The Slatest

Trump Has Said a Billion Terrible Things. Why Are Republicans Condemning This One?

Paul Ryan at an event Tuesday in Washington, D.C.

Mark Wilson/Getty Images

Donald Trump’s racist attacks against Gonazalo Curiel, the “Mexican” (American) judge handling two of the fraud lawsuits against “Trump University,” are not going over well with his fellow Republicans. Party leaders like Paul Ryan have denounced them—Ryan just called Trump’s line of reasoning “the textbook definition of a racist comment”—and figures like Lindsey Graham and Marco Rubio who seemed to have been making peace with Trump’s nomination have popped up to call him out. The usual excuses are being made, but even these seem to be grounded in a consensus that Trump crossed some sort of line.

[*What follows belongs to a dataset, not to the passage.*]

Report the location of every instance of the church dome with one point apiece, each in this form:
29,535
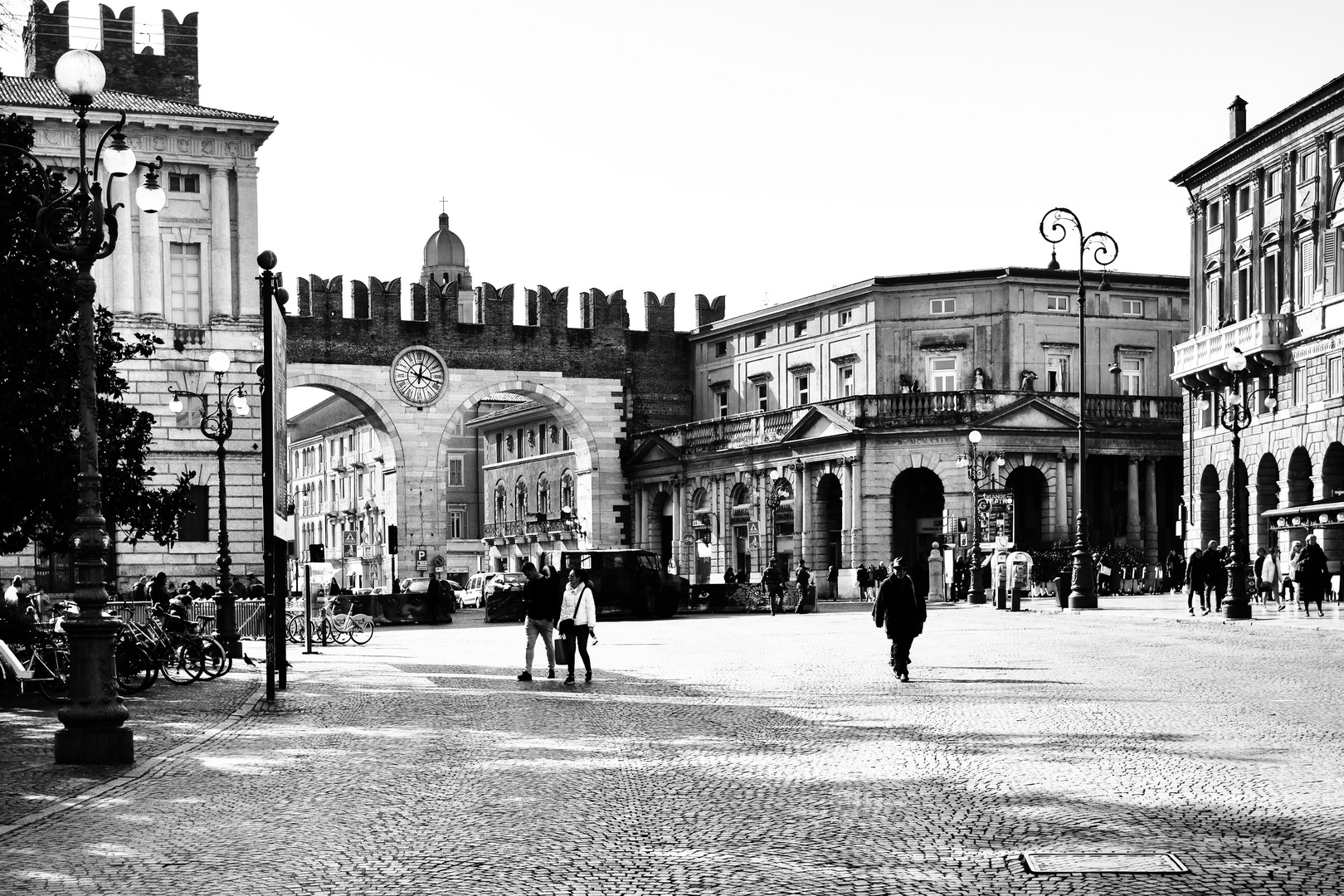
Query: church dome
444,249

But why these comments, after the many, many, many other ghastly things Trump has said about women, Muslims, undocumented immigrants, disabled people, and pretty much everyone else? I put the question to Slate’s crack politics staff. Here are some good guesses, and also my guesses, as to why the Republican establishment is not letting this one slide.

1. Trump is the nominee now. This is the first major controversy Trump has gotten himself into since he effectively clinched the Republican nomination. He’s now associated with the party in a way that he wasn’t when he made the other offensive comments. Republicans with their own reputations to protect no longer have any excuse not to respond to what he says.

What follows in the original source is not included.